Ultimately, honesty and transparency are keys to success for everyone in a circle of influence.
Tia recently posted..Follow Friday- Must-Read Posts- SeededBuzz- and Why Faking It Sucks
Thanks for stopping by, Tia, and thanks for leaving your comments (and for buzzing this post!). I’d like to see a conversation started about this subject in the blogosphere, where it seems that so many are content to hide behind the anonymity of the internet and pretend to be something they’re not. Thanks again for sharing in the conversation!
Thanks you for posting this! I make custom wedding cakes, and there are so many people who enter the wedding business without the experience to pull off what they’re advertising they can do. Whether it’s someone who’s taken one cake decorating course and thinks they know how to construct a wedding cake, or someone who just got a new camera and thinks that qualifies them to be a photographer, it’s very easy to set yourself up as a wedding professional without being able to deliver. It harms those of us who have worked hard and have the experience to back us up because it gives the entire industry a bad reputation. It’s one thing to be confident and motivated, but entirely different if you’re presenting yourself as someone who’s qualified to deliver services that you really can’t.
Thanks for your input, Kara. Years of conditioning have made it hard for people to admit to their limitations, and I think it’s going to take some time to reverse course. A good place to start, I think, is making the distinction between “faking it” and “acting as if”. Great blog, by the way…your cakes look fantastic!

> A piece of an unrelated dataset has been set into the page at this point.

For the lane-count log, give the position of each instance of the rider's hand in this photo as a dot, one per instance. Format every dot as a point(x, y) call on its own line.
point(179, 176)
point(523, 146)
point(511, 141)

Excellent post. Served great as a morale booster when I was drafting my last blog post
. Thanks man
.
Udegbunam Chukwudi recently posted..How To Advertise On StrictlyOnlineBizcom For FREE!
Thanks…I’m glad you enjoyed it!
I agree 100%. Unfortunately in today’s society it seems that being fake, manipulative, dangerous is encouraged and celebrated. Character is what happens when you “make it”. Failure is what happens when you “fake it”. But alas, character is no longer a value appreciated by those who lack it.
Thanks for the comment, Phil. You’re right to say that being fake and manipulative is still sometimes encouraged in our society; that’s why I think it’s so important to be transparent and to encourage others to do the same. Together we can create a culture of openness and honesty!